Not all problems with data integrity are the result of keypunch errors or semantic integrity violations. Problems originating in disk drive and disk array firmware can also corrupt user data, typically at the block or sector levels. Block- and sector-level errors are the most common origins of disk I/O corruption encountered in user data.
A major problem with handling this type of data corruption is that it generally is not detected until some time after it has occurred. As a result, queries against the corrupted data return semantically correct, but factually incorrect answer sets, and update or delete operations can either miss relevant rows or can change them in error. Once the system detects the corruption, the affected AMP is typically taken offline, various utilities such as ScanDisk and CheckTable are performed, and the data is either repaired or reloaded. Each of these actions either removes access to, or reduces the availability of, the data warehouse to its users until corrections have been made.
Levels of Disk I/O Integrity Checking
To protect against physical data corruption, Vantage permits you to select various levels of disk I/O integrity checking of your table, hash index, and join index data. Secondary index subtables assume the level of disk I/O integrity checking that is defined for their parent table or join index. These checks detect corruption of disk blocks (checksum sampling can also detect some forms of bit and byte corruption) using one of the following integrity methods, which are ranked in order of their ability to detect errors:
- Full end-to-end checksums.
Detects lost writes and most bit, byte, and byte string errors.
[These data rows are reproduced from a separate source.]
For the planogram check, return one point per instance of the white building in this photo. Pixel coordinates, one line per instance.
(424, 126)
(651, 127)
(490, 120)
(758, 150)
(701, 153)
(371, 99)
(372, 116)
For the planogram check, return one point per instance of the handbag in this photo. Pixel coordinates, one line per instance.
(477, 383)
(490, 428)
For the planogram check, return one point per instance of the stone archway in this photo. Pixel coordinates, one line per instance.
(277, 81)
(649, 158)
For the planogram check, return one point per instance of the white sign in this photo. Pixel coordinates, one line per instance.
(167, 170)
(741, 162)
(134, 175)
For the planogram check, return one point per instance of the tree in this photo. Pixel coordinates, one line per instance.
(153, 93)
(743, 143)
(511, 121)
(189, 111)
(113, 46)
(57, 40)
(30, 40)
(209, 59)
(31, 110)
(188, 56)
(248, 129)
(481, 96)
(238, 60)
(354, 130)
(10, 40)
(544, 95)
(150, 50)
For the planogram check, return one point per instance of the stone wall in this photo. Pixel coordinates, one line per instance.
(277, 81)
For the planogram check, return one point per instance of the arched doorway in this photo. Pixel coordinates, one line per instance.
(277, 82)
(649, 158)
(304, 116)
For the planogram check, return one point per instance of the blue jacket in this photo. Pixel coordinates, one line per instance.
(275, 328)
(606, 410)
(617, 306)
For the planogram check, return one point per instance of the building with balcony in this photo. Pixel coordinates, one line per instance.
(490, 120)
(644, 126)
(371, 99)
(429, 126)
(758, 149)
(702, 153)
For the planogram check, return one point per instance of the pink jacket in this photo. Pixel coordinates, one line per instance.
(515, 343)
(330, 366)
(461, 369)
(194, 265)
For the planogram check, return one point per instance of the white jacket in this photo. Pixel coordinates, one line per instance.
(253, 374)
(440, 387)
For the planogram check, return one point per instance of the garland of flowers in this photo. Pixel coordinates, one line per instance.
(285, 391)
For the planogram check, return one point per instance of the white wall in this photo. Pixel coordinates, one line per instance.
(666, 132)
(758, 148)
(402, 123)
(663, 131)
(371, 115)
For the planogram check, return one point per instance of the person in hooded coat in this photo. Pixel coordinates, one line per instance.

- Statistically sampled partial end-to-end checksums.
Detects lost writes and intermediate levels of bit, byte, and byte string errors.
- No checksum integrity checking.
Detects some forms of lost writes using standard file system metadata verification.
Disk I/O Integrity Checking Detects and Logs Errors But Does Not Fix Them
This feature detects and logs disk I/O errors: it does not fix them. When the system detects data corruption, it removes the affected AMP from service and you must then take the appropriate measures to repair the corrupted data.